If you plant a baobab, for example, you need to make sure that such a large tree is definitely in the right place.
The Forestry Commission does choose for its main recommendations indigenous trees, and always includes species that have several functions and produce a variety of products sustainably, like fruit, for many years as well as species that improve the environment, generate mulches for modern farming practice and generally both look good, provide shade and earn their way.
The recommendations are largely suggestions, rather than laying down the law, since almost any tree is better than no trees, but over the years with the recommendations the Forestry Commission is, we all hope, helping to build up large indigenous multi-species woodlands, something that looks and acts natural, yet fits in with the communities that have put in the hard work.
Sometimes exotics, such as eucalyptus, are useful when we need a fast-growing tree that will provide poles and firewood, but we need to think about just how many of those exotics we need.
They are more like a crop for harvest, rather than an addition to our woodland and forest, or a permanent source of fruit and other products while the tree keeps growing and growing.
There have been problems in some countries with severe fires among plantations of exotic trees, and climate change is making these problems worse.
Almost always they occur when someone takes a tree suitable, in fact a number one choice, for a specific purpose and then basically abandons them and they turn into a menace.

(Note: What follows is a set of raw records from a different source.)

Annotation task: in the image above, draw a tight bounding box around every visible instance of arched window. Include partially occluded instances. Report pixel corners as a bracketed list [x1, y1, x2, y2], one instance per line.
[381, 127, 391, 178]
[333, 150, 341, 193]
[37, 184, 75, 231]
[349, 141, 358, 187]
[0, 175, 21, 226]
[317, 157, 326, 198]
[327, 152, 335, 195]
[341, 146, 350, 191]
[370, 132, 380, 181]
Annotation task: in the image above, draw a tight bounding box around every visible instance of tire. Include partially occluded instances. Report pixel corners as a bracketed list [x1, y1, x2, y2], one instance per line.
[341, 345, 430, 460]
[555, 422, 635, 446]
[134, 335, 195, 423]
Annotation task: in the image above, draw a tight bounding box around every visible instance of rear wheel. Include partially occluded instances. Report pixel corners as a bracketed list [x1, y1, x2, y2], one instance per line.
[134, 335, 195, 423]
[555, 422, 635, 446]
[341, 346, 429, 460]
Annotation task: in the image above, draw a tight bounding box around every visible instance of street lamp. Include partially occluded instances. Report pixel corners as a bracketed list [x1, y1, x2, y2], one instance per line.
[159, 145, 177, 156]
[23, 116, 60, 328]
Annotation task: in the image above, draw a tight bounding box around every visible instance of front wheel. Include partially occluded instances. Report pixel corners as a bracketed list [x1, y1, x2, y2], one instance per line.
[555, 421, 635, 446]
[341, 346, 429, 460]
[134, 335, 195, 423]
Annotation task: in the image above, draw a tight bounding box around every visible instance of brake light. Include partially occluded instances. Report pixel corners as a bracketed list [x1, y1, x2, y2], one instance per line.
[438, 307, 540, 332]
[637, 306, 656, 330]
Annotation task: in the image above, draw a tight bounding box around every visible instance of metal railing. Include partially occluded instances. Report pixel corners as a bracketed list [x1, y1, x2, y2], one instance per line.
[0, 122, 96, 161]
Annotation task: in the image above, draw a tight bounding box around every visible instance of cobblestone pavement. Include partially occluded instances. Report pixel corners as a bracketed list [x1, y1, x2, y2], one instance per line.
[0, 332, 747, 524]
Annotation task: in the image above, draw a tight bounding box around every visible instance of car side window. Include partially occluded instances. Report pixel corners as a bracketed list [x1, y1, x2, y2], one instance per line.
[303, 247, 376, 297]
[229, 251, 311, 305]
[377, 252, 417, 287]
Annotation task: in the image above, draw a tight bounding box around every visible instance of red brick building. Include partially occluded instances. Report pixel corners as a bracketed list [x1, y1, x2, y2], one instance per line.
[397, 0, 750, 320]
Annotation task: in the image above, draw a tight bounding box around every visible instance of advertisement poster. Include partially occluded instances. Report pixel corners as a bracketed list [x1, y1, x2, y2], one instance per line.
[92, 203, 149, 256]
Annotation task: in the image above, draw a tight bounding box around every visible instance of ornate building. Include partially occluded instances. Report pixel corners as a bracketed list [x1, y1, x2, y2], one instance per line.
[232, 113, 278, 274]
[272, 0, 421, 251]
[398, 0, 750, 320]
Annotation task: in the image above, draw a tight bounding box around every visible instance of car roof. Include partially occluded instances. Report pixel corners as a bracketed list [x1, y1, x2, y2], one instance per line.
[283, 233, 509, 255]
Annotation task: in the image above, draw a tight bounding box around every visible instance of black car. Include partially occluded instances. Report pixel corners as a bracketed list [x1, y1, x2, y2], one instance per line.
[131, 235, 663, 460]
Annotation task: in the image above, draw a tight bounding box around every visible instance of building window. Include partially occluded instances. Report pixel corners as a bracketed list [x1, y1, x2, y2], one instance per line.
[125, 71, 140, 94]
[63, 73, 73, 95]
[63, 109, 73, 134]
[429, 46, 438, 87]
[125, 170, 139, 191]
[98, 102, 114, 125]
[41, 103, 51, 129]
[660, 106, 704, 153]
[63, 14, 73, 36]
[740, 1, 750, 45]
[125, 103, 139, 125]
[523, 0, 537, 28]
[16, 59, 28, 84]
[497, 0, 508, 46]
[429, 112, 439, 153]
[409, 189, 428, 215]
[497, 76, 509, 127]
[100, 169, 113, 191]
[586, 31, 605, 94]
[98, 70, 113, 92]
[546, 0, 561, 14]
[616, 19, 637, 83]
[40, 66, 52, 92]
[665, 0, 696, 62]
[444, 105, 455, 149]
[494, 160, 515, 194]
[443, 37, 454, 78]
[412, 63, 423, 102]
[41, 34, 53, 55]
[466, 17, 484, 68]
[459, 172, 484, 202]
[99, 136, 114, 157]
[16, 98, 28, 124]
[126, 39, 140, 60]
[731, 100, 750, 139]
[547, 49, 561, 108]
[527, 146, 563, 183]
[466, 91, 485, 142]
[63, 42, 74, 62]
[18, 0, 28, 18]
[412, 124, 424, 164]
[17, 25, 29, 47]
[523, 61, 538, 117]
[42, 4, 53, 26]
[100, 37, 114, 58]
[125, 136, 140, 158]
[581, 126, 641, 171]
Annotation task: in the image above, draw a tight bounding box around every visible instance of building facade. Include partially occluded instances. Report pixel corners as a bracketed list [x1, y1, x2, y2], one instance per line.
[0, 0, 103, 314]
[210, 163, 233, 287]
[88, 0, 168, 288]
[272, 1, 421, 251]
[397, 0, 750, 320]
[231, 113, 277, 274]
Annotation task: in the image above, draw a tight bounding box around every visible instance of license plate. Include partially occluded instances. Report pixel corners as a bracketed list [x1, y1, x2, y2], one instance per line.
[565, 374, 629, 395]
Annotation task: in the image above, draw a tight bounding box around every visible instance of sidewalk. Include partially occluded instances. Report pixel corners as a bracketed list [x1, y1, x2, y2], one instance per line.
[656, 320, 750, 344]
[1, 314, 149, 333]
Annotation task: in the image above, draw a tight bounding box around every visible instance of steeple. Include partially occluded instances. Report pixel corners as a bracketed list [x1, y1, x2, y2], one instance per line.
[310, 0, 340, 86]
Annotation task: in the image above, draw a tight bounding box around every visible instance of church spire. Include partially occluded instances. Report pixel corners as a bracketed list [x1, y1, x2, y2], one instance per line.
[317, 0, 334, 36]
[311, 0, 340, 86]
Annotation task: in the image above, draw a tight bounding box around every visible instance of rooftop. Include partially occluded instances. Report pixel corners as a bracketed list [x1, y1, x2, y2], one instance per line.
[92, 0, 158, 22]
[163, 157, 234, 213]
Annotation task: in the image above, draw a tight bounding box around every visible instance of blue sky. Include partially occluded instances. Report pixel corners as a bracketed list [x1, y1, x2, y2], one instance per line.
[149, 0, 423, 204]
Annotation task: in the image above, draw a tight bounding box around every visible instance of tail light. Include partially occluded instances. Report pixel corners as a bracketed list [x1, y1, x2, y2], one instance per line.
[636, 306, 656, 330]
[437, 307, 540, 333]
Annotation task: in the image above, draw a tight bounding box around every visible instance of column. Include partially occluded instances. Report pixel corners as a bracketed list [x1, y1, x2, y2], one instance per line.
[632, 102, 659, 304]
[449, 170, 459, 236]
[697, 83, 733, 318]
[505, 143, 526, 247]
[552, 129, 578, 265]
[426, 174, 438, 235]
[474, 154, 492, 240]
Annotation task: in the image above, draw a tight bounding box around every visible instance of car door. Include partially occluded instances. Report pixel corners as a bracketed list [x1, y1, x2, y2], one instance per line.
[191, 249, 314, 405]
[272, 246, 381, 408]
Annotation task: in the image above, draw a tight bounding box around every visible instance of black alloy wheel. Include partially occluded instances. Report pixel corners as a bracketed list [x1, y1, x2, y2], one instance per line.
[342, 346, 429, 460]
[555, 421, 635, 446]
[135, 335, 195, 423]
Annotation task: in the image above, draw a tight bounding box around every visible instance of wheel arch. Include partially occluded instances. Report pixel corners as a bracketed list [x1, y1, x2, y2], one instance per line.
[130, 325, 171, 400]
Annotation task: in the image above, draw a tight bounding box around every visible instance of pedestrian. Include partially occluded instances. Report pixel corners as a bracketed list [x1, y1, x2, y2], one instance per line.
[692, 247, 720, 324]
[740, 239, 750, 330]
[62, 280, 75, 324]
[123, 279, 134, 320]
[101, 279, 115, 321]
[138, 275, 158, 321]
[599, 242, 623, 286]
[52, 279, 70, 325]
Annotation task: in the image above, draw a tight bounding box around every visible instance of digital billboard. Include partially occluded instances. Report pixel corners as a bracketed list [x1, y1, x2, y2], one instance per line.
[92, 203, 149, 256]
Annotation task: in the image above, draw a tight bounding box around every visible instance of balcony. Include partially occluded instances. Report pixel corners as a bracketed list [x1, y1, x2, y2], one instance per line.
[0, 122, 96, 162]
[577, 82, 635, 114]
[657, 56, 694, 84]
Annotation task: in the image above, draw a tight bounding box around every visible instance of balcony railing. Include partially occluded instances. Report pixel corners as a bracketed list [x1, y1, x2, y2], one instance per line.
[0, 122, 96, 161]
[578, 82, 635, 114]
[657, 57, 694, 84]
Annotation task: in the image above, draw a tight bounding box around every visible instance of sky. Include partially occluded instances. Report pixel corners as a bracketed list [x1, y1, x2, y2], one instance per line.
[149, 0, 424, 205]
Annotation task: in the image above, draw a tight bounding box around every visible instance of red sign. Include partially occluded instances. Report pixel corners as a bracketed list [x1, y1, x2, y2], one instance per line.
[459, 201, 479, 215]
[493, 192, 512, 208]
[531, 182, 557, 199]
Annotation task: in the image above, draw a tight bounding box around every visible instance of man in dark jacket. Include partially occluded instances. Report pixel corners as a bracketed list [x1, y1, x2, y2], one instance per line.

This is why we need to accept the advice of the Forestry Commission, and for that matter the agriculture experts, when choosing trees and select the right tree for the right function.
A country like Zimbabwe, and Zimbabwean communities, will be able as environment and climate law progresses, be able to make money from carbon credits, planting trees to take carbon out of the atmosphere.
Here the correct choice will be crucial, and communities will need to remember that they are creating an income source for their great grandchildren as well as themselves. Indigenous woodland appears to be the smart choice, and then choose the right indigenous trees.
Besides building up the orchards, the modest woodland plantations, the timber and firewood plots, we also need to think about parks and road verges.
Although gaps are appearing, Harare’s Avenues show just how useful and attractive that can be, and that is the creation largely of a fanatical parks superintendent at the beginning of the last century who managed to get the authorities to come up with the shilling a day needed for a food-for-work scheme in the depression at the end of the Boer War.
His choices of flowering trees, usually exotics, while perhaps not ideal were a lot better than some who succeeded him and some of the amateurs who have interfered, and did make the little scrappy town far shadier and more attractive.
But the trees are coming to the end of their lives and we need to replace.
On some streets we can keep the ambiance with the same species; on others we need to find other trees that will last a century comfortably, do not have invasive roots, and whose branches rarely crack and smash cars parked underneath, at least for that first century.
The system needs to be extended, first back into the central business district where an ill-thought attempt a decade ago failed totally as drivers and touts combined to destroy the idea, and then into suburbs where householders along the roads must be involved, for precisely the reasons First Lady Dr Mnangagwa brought up, the trees need looking after when they are small.
We can reforest Zimbabwe, or at least create more woodland, more orchards, and more shady streets, and this will have many advantages for our environment, and even produce money from carbon credits, but we must choose the right trees, and we must look after them when they are young so we stop the waste of a nice ceremony when we plant, and a few months later we need to start again.